Para RosarioPlus
El galpón es una jaula blanca y pintarrajeada que se mantiene en pie
desde principios del siglo XX, cuando allí, en lo que hoy es el paseo peatonal
de la Costa Central, funcionaba la estación de ferrocarriles Rosario Central.
Como una suerte de circo reducido y cúbico, los caminantes se detienen contra
la reja del portón abierto y se quedan a mirar a unos tipos que vuelan en
bicicleta sobre rampas de madera. Los domingos a las 11, cuando Calle Recreativa empuja al exterior a todo aquél
que pueda meterse dentro de unas calzas, los que ruedan sobre las rampas son
niños de 7 a 13 años, cada uno con su casco y las ruedas de las bicis bien
infladas, se ejercitan en transfers (saltar de una rampa a otra), foot jam
(girar el cuadro mientras se sostiene la bici en equilibrio sobre la rueda
delantera mediante la presión de un pie), bunny hop (salto de conejo: saltar
levantando el manubrio y doblando las piernas) o, sencillamente, ruedan sobre
las olas de madera según los llevan las ruedas. Es el día en que funciona la
escuelita de BMX.
El BMX (siglas de bycicle moto cross) nació en
California entre fines de los 60 y principios de los 70, de ahí que los nombres
de la mayoría de sus trucos sean en inglés. Desde 2008 la modalidad BMX “race”
(carrera) es un deporte olímpico. Pero en los próximos Juegos
Olímpicos de verano de Tokio, en 2020 todas las categorías de
BMX serán olímpicas, lo que significa que los “riders” de cada país competirán
en las grandes ligas. Eso y, sobre todo, que habrá dinero para la organización
de torneos que siempre se hicieron a pulmón y sorteando la anarquía particular
de quienes practican la disciplina. La modalidad que se practica en el galpón
frente al río se llama “free style” (estilo libre): un tipo de práctica que
surgió de pruebas y ejercicios en rampas y que suma, además de la destreza, el
estilo, es decir, la calidad para caer, saltar, deslizarse y sujetar la
bicicleta con el cuerpo.
Un domingo de noviembre pasado, pasado el mediodía,
unos doce ó trece niños salen del galpón en sus bicicletas.
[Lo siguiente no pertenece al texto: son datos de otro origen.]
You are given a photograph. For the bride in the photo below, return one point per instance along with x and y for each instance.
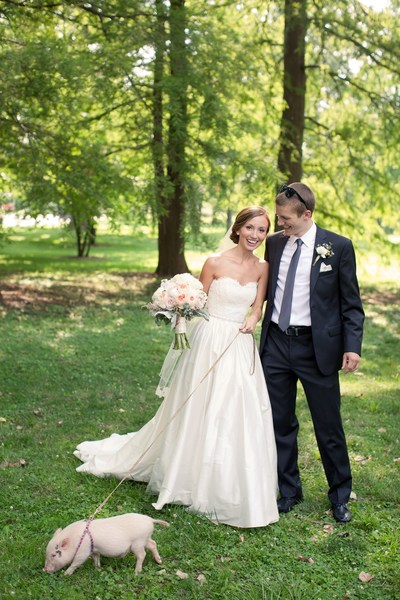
(214, 452)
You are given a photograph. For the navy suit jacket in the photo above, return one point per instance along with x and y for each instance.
(337, 314)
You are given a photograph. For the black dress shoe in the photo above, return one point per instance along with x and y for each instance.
(341, 513)
(285, 504)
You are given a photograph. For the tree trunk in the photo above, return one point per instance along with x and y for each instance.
(171, 220)
(294, 91)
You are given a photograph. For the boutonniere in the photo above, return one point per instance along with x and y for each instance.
(323, 251)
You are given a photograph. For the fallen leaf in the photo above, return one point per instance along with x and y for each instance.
(359, 458)
(305, 559)
(181, 574)
(365, 577)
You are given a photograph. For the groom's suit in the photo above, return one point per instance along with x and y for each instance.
(314, 357)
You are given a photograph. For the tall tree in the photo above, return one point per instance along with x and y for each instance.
(171, 237)
(290, 156)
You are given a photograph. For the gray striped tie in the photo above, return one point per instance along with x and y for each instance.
(286, 308)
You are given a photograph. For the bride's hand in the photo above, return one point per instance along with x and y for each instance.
(248, 326)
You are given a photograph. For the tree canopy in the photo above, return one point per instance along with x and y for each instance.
(150, 110)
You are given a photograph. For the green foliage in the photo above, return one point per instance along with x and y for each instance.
(80, 360)
(77, 110)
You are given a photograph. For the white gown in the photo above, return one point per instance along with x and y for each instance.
(217, 454)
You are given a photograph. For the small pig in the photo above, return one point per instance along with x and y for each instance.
(114, 537)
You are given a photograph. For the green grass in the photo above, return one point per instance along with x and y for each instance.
(79, 359)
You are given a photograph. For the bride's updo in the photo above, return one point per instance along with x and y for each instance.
(245, 215)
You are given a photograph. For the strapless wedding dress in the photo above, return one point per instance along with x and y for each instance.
(214, 452)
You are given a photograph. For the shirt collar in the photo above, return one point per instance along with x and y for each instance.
(308, 238)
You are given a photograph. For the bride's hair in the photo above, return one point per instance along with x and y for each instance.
(245, 215)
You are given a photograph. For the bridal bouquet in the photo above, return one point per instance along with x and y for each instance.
(178, 300)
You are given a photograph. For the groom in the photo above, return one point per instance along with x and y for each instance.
(312, 328)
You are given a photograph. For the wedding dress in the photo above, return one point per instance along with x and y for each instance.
(214, 452)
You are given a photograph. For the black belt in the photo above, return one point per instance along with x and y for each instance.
(293, 330)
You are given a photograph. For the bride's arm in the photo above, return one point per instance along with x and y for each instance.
(207, 273)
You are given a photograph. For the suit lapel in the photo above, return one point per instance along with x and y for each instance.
(319, 239)
(281, 241)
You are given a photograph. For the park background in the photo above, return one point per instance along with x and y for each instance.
(131, 133)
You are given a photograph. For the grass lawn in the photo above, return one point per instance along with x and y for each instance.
(79, 359)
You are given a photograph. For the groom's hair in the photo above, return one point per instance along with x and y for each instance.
(245, 215)
(301, 199)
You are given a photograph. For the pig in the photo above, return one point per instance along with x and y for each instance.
(113, 537)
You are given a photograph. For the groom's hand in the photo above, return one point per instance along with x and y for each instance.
(351, 362)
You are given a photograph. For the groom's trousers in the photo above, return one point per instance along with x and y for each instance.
(287, 360)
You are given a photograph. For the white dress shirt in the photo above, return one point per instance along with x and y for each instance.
(300, 313)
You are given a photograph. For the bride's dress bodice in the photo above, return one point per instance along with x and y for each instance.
(229, 300)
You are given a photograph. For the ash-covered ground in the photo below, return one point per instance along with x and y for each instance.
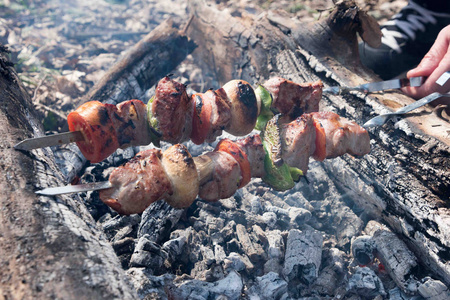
(310, 242)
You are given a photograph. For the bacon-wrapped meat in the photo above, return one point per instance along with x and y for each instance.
(294, 99)
(177, 177)
(171, 110)
(298, 142)
(175, 117)
(106, 127)
(342, 136)
(138, 183)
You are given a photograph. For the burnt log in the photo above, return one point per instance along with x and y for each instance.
(152, 58)
(50, 247)
(404, 181)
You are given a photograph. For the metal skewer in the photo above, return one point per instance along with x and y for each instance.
(50, 140)
(78, 188)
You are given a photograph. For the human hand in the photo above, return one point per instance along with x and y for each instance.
(435, 63)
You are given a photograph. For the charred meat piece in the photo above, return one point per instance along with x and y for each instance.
(173, 110)
(298, 142)
(94, 120)
(131, 124)
(232, 148)
(137, 184)
(252, 145)
(220, 113)
(293, 99)
(211, 115)
(182, 173)
(225, 179)
(342, 136)
(244, 107)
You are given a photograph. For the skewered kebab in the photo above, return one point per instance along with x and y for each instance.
(172, 116)
(279, 158)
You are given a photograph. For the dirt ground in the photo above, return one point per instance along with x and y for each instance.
(62, 48)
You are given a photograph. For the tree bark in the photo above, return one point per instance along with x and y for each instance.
(51, 247)
(405, 179)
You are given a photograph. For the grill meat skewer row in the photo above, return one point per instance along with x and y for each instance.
(178, 178)
(172, 116)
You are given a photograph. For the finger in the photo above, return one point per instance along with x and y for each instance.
(430, 85)
(432, 59)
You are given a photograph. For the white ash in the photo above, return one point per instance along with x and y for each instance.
(303, 255)
(432, 289)
(366, 283)
(305, 238)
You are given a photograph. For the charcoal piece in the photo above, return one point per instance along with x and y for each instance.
(253, 250)
(259, 235)
(297, 199)
(228, 232)
(398, 260)
(273, 265)
(366, 283)
(214, 273)
(126, 231)
(299, 216)
(207, 270)
(362, 249)
(432, 289)
(148, 254)
(268, 287)
(219, 253)
(115, 225)
(233, 245)
(256, 206)
(231, 287)
(207, 254)
(303, 255)
(234, 261)
(331, 280)
(125, 245)
(270, 219)
(276, 244)
(158, 220)
(149, 286)
(174, 248)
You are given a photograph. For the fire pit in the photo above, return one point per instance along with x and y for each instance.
(373, 227)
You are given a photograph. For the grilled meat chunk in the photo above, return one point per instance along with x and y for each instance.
(342, 136)
(131, 124)
(220, 113)
(225, 179)
(95, 121)
(244, 108)
(252, 145)
(137, 184)
(294, 99)
(182, 173)
(298, 142)
(173, 110)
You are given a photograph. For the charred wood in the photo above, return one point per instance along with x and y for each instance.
(50, 246)
(405, 179)
(152, 58)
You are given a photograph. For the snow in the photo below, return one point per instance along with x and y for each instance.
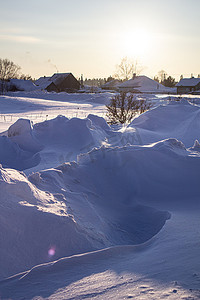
(144, 84)
(94, 211)
(188, 82)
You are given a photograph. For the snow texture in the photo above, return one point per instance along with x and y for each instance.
(99, 211)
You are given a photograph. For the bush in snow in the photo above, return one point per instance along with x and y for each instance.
(123, 107)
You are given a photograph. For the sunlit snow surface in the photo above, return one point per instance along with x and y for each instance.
(115, 208)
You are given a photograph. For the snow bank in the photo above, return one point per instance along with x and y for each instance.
(12, 156)
(35, 225)
(178, 119)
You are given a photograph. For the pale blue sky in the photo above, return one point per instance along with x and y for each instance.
(90, 37)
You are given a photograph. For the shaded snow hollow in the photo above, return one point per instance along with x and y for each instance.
(115, 194)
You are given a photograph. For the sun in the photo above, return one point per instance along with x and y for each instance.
(137, 43)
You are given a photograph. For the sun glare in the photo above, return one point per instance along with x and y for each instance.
(137, 43)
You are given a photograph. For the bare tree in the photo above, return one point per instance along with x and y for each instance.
(127, 68)
(123, 107)
(8, 70)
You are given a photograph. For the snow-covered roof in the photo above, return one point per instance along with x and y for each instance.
(44, 82)
(144, 84)
(111, 84)
(188, 82)
(23, 85)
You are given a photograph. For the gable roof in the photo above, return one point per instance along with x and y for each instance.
(188, 82)
(111, 84)
(58, 77)
(44, 82)
(23, 85)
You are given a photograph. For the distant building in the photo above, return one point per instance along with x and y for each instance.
(21, 85)
(188, 85)
(144, 84)
(111, 85)
(59, 82)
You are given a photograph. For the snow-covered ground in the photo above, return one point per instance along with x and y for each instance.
(90, 211)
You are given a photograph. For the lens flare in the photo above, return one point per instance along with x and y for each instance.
(52, 251)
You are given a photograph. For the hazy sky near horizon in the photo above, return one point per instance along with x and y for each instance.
(91, 37)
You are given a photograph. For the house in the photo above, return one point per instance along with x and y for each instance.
(111, 85)
(21, 85)
(188, 85)
(144, 84)
(59, 82)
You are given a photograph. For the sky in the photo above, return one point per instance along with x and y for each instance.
(91, 37)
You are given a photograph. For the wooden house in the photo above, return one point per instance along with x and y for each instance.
(188, 85)
(59, 82)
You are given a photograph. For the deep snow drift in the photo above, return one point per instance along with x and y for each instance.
(135, 186)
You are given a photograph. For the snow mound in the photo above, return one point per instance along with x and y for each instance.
(178, 119)
(12, 156)
(21, 133)
(35, 225)
(196, 146)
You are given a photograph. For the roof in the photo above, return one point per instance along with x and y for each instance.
(111, 84)
(58, 77)
(144, 84)
(23, 85)
(188, 82)
(44, 82)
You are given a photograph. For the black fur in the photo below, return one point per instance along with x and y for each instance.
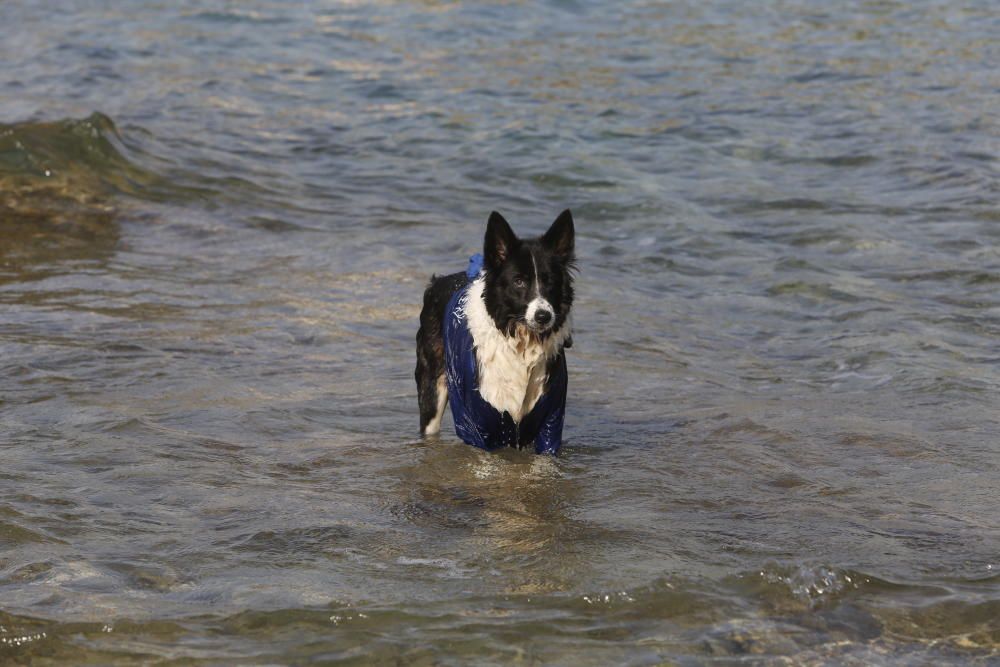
(511, 283)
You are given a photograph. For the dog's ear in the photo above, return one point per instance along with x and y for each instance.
(560, 237)
(500, 241)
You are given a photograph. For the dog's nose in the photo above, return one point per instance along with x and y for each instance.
(543, 317)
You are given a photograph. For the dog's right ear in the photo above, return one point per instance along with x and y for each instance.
(500, 241)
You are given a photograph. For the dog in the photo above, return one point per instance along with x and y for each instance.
(492, 340)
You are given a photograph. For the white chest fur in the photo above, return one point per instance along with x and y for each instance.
(512, 369)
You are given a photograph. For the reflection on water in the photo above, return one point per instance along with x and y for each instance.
(215, 227)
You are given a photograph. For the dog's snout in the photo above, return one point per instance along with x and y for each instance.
(543, 317)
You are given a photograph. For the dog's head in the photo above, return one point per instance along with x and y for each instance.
(529, 282)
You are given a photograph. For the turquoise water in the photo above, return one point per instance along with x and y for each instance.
(783, 433)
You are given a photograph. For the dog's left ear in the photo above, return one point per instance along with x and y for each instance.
(560, 237)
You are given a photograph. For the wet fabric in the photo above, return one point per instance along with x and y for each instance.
(477, 422)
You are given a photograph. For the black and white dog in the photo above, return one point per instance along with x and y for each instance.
(492, 340)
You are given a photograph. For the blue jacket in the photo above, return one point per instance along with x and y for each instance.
(477, 422)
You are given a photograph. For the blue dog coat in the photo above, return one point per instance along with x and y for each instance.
(477, 422)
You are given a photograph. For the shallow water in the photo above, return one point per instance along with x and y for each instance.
(216, 220)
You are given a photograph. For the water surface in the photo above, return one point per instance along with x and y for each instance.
(782, 440)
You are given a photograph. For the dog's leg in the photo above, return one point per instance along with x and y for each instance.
(433, 425)
(432, 390)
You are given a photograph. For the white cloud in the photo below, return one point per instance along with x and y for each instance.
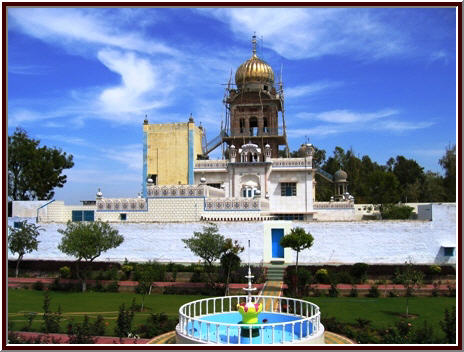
(64, 139)
(310, 32)
(343, 121)
(401, 126)
(346, 116)
(70, 25)
(309, 89)
(28, 69)
(141, 89)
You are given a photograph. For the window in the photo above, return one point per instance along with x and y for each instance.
(289, 216)
(77, 215)
(288, 189)
(83, 215)
(88, 215)
(154, 177)
(215, 185)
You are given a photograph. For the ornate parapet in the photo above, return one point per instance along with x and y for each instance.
(236, 204)
(291, 162)
(333, 205)
(211, 164)
(121, 204)
(181, 191)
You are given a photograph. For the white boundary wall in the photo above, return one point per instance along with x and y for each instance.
(386, 242)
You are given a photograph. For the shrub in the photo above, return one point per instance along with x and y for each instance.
(98, 326)
(451, 291)
(304, 278)
(51, 319)
(359, 271)
(344, 278)
(124, 321)
(38, 285)
(435, 290)
(333, 291)
(396, 212)
(65, 272)
(373, 292)
(322, 276)
(435, 269)
(30, 316)
(353, 292)
(112, 287)
(80, 333)
(156, 324)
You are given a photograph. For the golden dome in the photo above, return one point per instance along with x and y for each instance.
(254, 70)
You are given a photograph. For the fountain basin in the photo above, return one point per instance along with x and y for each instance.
(282, 321)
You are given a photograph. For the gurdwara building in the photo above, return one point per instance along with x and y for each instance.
(253, 181)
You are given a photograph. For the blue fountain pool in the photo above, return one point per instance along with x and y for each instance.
(218, 334)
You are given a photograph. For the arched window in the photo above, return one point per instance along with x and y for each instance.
(253, 126)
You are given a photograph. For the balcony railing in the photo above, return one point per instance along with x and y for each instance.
(255, 131)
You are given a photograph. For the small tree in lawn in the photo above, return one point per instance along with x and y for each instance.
(87, 241)
(146, 278)
(23, 240)
(208, 245)
(230, 259)
(411, 280)
(298, 239)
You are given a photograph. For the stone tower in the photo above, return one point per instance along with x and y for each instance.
(255, 106)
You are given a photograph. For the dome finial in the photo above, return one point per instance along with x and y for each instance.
(253, 44)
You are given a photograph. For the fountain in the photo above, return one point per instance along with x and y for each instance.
(250, 319)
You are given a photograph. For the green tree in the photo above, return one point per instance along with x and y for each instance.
(23, 240)
(433, 189)
(298, 239)
(382, 187)
(33, 171)
(230, 259)
(410, 176)
(87, 241)
(448, 162)
(81, 333)
(208, 245)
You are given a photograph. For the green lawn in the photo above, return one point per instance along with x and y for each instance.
(384, 312)
(75, 304)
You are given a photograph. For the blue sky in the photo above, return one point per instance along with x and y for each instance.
(380, 81)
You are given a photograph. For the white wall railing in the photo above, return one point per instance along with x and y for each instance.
(194, 327)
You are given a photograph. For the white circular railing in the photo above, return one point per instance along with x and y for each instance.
(194, 328)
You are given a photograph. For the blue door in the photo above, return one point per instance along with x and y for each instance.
(277, 249)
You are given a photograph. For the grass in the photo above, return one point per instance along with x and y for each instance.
(74, 305)
(383, 312)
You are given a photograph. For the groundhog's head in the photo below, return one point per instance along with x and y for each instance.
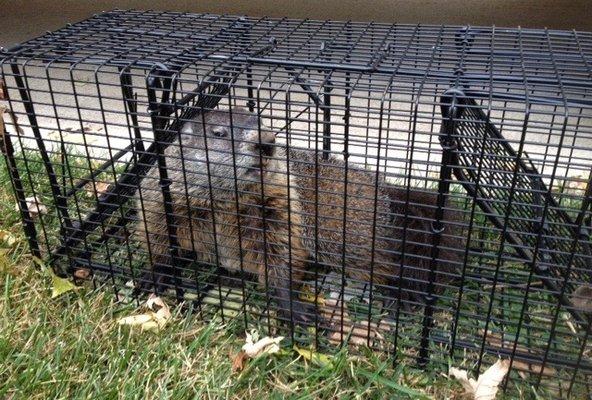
(233, 144)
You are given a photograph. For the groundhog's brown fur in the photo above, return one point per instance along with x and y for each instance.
(286, 216)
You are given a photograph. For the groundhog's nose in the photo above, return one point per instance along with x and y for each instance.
(264, 142)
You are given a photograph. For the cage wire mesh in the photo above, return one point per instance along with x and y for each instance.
(422, 190)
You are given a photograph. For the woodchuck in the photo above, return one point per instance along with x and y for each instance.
(240, 197)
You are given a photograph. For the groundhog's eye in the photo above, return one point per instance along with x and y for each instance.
(220, 132)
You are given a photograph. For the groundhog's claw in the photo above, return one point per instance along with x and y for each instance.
(302, 313)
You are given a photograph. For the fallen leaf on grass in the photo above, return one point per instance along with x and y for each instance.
(34, 206)
(60, 286)
(254, 347)
(238, 361)
(315, 357)
(156, 317)
(7, 238)
(487, 385)
(358, 334)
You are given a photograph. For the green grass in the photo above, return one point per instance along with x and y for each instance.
(72, 346)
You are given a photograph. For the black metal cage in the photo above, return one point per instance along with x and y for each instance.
(422, 190)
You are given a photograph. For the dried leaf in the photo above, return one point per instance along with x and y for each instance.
(60, 286)
(34, 206)
(7, 238)
(266, 345)
(155, 318)
(133, 320)
(315, 357)
(582, 298)
(238, 361)
(487, 385)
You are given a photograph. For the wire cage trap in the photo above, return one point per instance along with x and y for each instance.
(422, 190)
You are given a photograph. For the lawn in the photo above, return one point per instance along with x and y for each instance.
(71, 346)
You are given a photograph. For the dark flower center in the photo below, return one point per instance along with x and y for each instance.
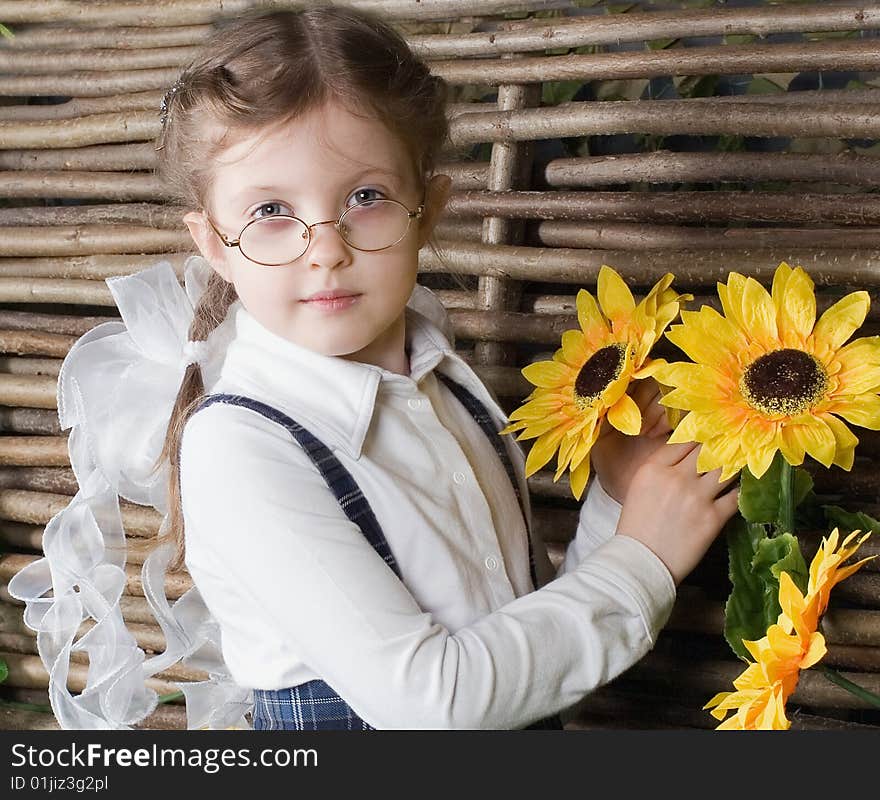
(600, 370)
(786, 382)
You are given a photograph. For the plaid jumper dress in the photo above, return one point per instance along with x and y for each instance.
(314, 705)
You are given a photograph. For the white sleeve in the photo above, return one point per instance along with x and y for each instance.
(266, 539)
(597, 523)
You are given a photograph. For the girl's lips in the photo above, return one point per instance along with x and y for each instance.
(329, 303)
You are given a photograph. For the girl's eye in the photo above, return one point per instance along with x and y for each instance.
(272, 205)
(364, 196)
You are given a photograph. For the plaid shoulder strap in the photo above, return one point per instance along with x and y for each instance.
(482, 417)
(315, 705)
(338, 478)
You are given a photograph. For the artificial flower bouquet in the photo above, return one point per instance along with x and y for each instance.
(768, 386)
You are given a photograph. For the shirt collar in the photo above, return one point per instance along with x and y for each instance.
(332, 397)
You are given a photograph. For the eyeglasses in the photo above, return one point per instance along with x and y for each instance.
(368, 226)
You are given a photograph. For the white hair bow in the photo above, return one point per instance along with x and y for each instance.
(116, 389)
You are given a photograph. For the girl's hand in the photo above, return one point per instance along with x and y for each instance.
(674, 510)
(615, 456)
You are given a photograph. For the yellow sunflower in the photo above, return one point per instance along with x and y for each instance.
(792, 644)
(767, 376)
(589, 374)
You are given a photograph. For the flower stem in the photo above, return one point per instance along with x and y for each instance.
(853, 688)
(786, 497)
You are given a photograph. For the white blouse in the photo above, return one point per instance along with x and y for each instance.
(299, 593)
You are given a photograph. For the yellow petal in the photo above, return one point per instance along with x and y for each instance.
(759, 460)
(818, 439)
(730, 295)
(796, 309)
(589, 316)
(707, 337)
(840, 321)
(780, 279)
(574, 349)
(625, 415)
(845, 441)
(615, 298)
(547, 374)
(759, 314)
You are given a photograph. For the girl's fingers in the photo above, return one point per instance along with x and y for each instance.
(728, 502)
(672, 454)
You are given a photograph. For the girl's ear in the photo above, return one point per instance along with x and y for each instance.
(436, 195)
(207, 242)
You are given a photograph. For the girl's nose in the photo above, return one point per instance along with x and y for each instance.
(327, 248)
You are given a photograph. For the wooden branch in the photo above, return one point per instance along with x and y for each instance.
(53, 62)
(152, 215)
(21, 536)
(34, 451)
(92, 270)
(29, 421)
(28, 671)
(78, 38)
(82, 107)
(176, 584)
(667, 167)
(82, 185)
(191, 12)
(698, 268)
(31, 391)
(98, 158)
(35, 343)
(59, 323)
(85, 239)
(509, 168)
(39, 507)
(18, 290)
(729, 59)
(670, 118)
(634, 26)
(567, 304)
(636, 236)
(57, 480)
(673, 207)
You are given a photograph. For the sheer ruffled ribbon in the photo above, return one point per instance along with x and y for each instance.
(116, 389)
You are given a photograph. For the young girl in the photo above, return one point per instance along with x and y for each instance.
(352, 521)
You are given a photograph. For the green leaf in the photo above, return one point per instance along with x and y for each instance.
(760, 499)
(555, 92)
(849, 521)
(755, 563)
(698, 86)
(739, 38)
(775, 556)
(762, 85)
(745, 604)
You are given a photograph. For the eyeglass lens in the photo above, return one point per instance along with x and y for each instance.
(373, 225)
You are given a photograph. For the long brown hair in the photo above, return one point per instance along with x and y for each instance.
(266, 68)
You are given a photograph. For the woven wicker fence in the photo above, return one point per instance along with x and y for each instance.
(653, 137)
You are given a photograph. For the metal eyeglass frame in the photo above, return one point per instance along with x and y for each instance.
(417, 214)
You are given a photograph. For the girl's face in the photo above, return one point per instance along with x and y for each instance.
(314, 168)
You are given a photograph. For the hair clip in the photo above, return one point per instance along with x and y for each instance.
(166, 100)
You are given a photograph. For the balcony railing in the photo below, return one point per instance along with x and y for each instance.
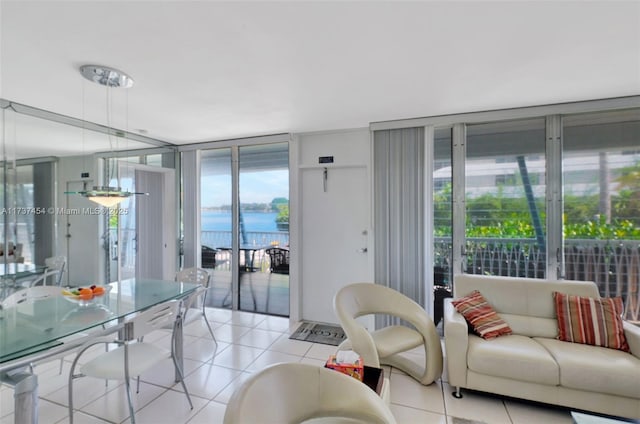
(614, 265)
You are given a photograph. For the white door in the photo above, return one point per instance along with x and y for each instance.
(335, 247)
(82, 238)
(148, 234)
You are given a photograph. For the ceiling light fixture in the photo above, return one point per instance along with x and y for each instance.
(107, 196)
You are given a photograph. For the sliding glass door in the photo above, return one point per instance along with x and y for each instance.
(245, 226)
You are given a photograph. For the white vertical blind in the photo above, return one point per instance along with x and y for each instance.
(399, 212)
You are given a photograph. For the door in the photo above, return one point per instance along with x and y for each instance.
(335, 251)
(81, 234)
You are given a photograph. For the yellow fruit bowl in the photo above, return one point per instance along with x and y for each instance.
(85, 296)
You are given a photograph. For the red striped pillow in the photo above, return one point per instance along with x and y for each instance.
(483, 318)
(591, 321)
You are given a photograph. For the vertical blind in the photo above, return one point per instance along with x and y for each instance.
(399, 213)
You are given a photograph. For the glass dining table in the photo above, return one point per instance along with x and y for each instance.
(11, 274)
(40, 329)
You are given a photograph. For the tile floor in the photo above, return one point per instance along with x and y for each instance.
(248, 342)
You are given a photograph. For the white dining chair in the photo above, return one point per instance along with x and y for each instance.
(42, 279)
(58, 264)
(133, 357)
(296, 393)
(190, 309)
(29, 294)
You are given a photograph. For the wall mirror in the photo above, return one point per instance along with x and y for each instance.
(44, 154)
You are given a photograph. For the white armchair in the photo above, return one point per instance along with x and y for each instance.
(387, 345)
(294, 393)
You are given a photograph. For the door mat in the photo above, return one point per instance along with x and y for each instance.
(316, 332)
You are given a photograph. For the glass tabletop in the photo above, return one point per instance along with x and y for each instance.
(40, 324)
(14, 270)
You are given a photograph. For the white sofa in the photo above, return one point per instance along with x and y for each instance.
(531, 363)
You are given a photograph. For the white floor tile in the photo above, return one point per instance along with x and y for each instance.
(212, 413)
(198, 327)
(269, 358)
(237, 357)
(170, 408)
(248, 343)
(208, 381)
(259, 338)
(475, 406)
(230, 333)
(218, 315)
(85, 390)
(246, 319)
(114, 406)
(406, 391)
(404, 414)
(163, 374)
(321, 351)
(203, 349)
(522, 412)
(313, 361)
(80, 417)
(223, 396)
(293, 347)
(274, 324)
El galpón, en
Schiffner 1522 (es la calle peatonal frente a la Isla de los Inventos) se llama Hell Track (Pista del Infierno, yeah!) y es
único en su tipo en el país: techado, rampas de madera que construyeron y
diseñaron sus propios usuarios, sede de una competencia internacional –el Classic Contest– que suma ya unos 18 años y de la que participan
desde niños y jóvenes que se inician en la disciplina hasta profesionales
capaces de piruetas que desafían las leyes de la física, como el ecuatoriano Jonathan Camacho.
Pero este domingo los niños, que participan de la escuelita
de BMX, sólo van a tomarse una foto en la explanada junto al río junto con
Luciano Aguilar, Lucho, el profe: 32 años. Más tarde, cuando los padres de los
niños se apoltronan en unos bancos sacados de debajo de las rampas –el galpón
es infinito, debajo de su estructura de madera oculta mundos enteros, desde
piscinas inflables para zambullirse con una bicicleta tras una caída de cinco
metros hasta sillas, carpas y rampas para sacar al exterior– para comer unas
hamburguesas, ofrecen a Luciano unas latas de cervezas que él declina. Lo suyo
es la gaseosa con azúcar, única ingesta que le permite elevarse dos o tres
metros sobre una rampa, caer y volver a levantar la bicicleta hasta hacerla
aterrizar con un “nollie hop” (hacer que la rueda trasera quede en el aire
mientras se retrocede sobre la rueda delantera). Cada movimiento de BMX implica
levantar el cuerpo con la bicicleta, como si se tratara de un miembro más: no
hay un solo truco del que no participe todo el cuerpo del “rider”.